El burro: Capítulo IV, poe Antonio García Hernández y Fátima Julia Doña Molinero
Mi
salud oscila durante los días que pasan como una ola que lame la orilla de la
playa, yendo y viniendo con la fuerza que el viento le impulsa. Hay días en que
me encuentro mejor y otros en los que pareciese que una tormenta me estuviese
zarandeando, como a la mar. Sin embargo, tengo la sensación de que lo que agita
mi ánimo es aquel burro.
Hoy
hace una noche espléndida, fresca, en la que una gran luna vierte su luz
plateada sobre los campos secos de esta región. Eso permite ver a larga
distancia, aunque más allá del brillo amarillo de las farolas se perciban sólo
siluetas recortadas en el horizonte.
Me
encuentro un poco mejor, parece que el asno ha estado tranquilo todo el día y
decido asomarme a la ventana y observar en lontananza, intentando evitar la
visión de aquel ser. Al mirar hacia fuera, me siento un poco menos encerrado en
estas cuatro paredes y puedo respirar el aire fresco.
Nada
se mueve alrededor: las calles vacías, los campos sin vida apreciable y el
cielo cubierto por las alegres y sempiternas estrellas. Tan sólo llego a ver lo
que me parece una lechuza posada en un rincón oscuro de una casa contigua.

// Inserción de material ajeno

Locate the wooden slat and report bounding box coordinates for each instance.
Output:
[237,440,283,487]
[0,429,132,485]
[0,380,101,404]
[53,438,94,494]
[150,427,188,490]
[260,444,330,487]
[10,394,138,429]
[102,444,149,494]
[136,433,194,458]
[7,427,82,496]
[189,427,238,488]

Pero, aparte del ave, nada. Sólo ese cuadrúpedo que me atormenta y que se ha
convertido ya en parte de un paisaje inanimado.
De la
calma surge un chaval joven bajando por el camino que va desde la urbanización
hasta la ciudad. Luce una sonrisa pícara en su rostro. Probablemente venga de
pasar un rato junto a su novia y ahora retorna a casa. Bajo esta romántica
estampa de la noche veraniega, él es el único elemento que faltaba para
completarla. Se respira el verano.
Pero
cuando el chaval lleva la mitad del camino recorrido, pasada ya mi ventana y
llegado al linde con los terrenos donde habita el burro, éste rompe el silencio
y quiebra el hermoso cuadro que estaba contemplando.
Empieza
a rebuznar. El chaval se asusta por un momento, se para y mira hacia el lugar
de donde provienen los gritos. Cuando comprueba que el voceador es sólo un
burro y que está lejos de él, continúa de nuevo, ensimismado en sus
pensamientos. Y la sonrisa vuelve a sus labios.
Pero
algo ocurre que no había visto nunca. De la casa de los gitanos un hombre sale
en silencio. Sigilosamente se acerca al muchacho que, para cuando repara en la
presencia del gitano, ya se ve abordado por éste.
Quisiera
gritar, advertirle, dar el aviso de que algo ocurre, pero siento que, de
hacerlo, consumiría las únicas fuerzas de vida que me quedan. Y no hago nada.
El
hombre le propina en la cabeza un golpe con un objeto que no llego a
distinguir y el chico cae al suelo.
Enseguida más gitanos aparecen y se llevan entre todos al muchacho. Uno de
ellos, en vez de dirigirse con los demás a por el muchacho, va a recoger al
burro y lo introduce en el recinto de la casa.
Nadie
queda fuera ahora. Ni un sonido, ni un movimiento enturbian la solitaria
escena. Únicamente la lechuza parece haber reaccionado al ajetreo que se ha
producido y levanta el vuelo. Tan sólo oigo el sonido de sus alas.